Rinnovate le cariche sociali del Consorzio tra dodici importanti produttori italiani del vino, particolarmente indirizzati al mercato estero che già ora rappresenta per loro il 50% del fatturato complessivo di circa 800 milioni di euro.

Nell’ultima giornata di Vinitaly 2015, il Consorzio Italia del Vino ha eletto presidente per i prossimi tre anni Andrea Sartori, classe 1959, presidente della omonima casa vinicola dal 2001 e rappresentante della quarta generazione di imprenditori della famiglia veronese. Andrea Sartori prende quindi il posto del’uscente Andrea Nicoletto (Santa Margherita). Ad affiancarlo ci sono i vicepresidenti Roberto Corrà (Gruppo Italiano Vini) e Alberto Medici (az. Medici Ermete & Figli). Andrea Sartori vanta una lunga esperienza nel campo enologico con incarichi di responsabilità in Unione Italiana Vini, Simei e Agivi. «Il mio obiettivo – precisa il neopresidente – sarà sviluppare il nostro progetto associativo mettendo in campo una serie di iniziative a cominciare da Expo Milano 2015 e da Vinexpo Bordeaux. Lo scopo principale è la conquista ulteriore dei mercati esteri, superando gli storici individualismi degli operatori italiani, valorizzando il vino italiano in termini di qualità e stile».

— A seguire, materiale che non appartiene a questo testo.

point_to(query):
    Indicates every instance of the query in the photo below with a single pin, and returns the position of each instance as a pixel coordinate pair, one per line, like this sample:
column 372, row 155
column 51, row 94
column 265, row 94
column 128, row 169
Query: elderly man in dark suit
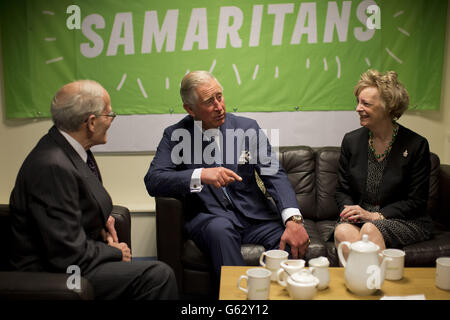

Il Consorzio Italia del Vino raggruppa dal 2009 dodici importanti aziende del settore, presenti sui mercati mondiali, con un fatturato complessivo di oltre 800 milioni di euro realizzato con duemila persone, 150 milioni circa di bottiglie prodotte e una quota export del 50%: Banfi, Lunae, Ferrari F.lli Lunelli, Sartori, Zonin, GIV - Gruppo Italiano Vini, Librandi Antonio e Nicodemo, Marchesi di Barolo, Medici Ermete & Figli, Santa Margherita, Drei Donà, Terredora.